La opinión pública exige nuevos estándares de probidad, calidad, compromiso y transparencia -apoyándose en los nuevos sistemas de información- no puede ser satisfecha por el sistema político oligárquico y de aficionados existente actualmente. La información y los análisis disponibles para el público son más imparciales, realistas y honestos que los que produce y maneja el sistema político.
La guinda de la torta es, sin duda, la colusión obscena entre los políticos y los empresarios, en perjuicio del público. Esta colusión es en realidad una cooptación; una compra o arriendo de lealtades políticas por parte de los intereses económicos. La realidad nos señala que no estamos ante una falla parcial del sistema político, sino ante su obsolescencia, pérdida de legitimidad, comprobada incapacidad técnica y carencia de los valores morales imprescindibles. La esperanza de conseguir que sean ellos mismos –los políticos en ejercicio- quienes modifiquen las características del régimen político -dicten una Nueva Constitución- se reformen y cambien, es solo una ilusión sin fundamento. El cambio será profundo y radical y provendrá desde fuera del sistema.
Mire a su alrededor, lea el diario, escuche la radio y verá que la crisis es real y profunda. El sistema se agotó, necesitamos algo diferente. Es duro decirlo pero no habrá paz ni estabilidad mientras no hagamos una renovación completa y profunda del aparato estatal, del poder legislativo y del poder judicial. Todos ellos obsoletos y carentes de legitimidad y representatividad.

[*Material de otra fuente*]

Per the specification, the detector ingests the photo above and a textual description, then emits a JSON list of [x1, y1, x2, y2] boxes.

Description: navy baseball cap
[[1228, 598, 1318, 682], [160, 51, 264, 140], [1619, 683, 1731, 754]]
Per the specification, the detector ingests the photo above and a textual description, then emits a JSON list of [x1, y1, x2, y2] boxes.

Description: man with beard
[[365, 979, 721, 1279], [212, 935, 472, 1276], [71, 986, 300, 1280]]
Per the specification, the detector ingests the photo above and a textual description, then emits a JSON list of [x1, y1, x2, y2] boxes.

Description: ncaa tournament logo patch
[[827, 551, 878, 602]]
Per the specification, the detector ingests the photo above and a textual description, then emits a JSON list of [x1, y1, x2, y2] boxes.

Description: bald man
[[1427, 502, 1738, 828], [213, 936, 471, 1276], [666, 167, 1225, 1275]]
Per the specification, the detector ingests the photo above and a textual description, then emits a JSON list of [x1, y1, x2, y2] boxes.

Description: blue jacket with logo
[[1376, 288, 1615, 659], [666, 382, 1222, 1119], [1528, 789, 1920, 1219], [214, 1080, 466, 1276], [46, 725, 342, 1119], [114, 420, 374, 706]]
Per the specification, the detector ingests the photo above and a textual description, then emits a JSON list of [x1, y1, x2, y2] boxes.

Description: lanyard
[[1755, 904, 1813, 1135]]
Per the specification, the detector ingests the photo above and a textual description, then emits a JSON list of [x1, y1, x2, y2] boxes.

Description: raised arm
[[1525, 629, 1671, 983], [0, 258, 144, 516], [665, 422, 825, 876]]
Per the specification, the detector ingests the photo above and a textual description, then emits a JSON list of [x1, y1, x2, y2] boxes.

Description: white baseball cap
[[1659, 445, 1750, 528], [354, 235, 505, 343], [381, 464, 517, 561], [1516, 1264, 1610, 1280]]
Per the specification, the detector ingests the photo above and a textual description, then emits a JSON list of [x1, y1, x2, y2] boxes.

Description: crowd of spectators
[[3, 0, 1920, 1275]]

No tiene sentido cambiar la Constitución sin disponer de una Institucionalidad política efectiva. Deberíamos comenzar por su transformación dentro de la actual Constitución e ir haciendo los cambios constitucionales que sean necesarios cuando asi se determine.  
Esta transformación, para que sea real y efectiva debe, creo, ser un proceso, no la sola solución a una crisis. Podemos hacerlo.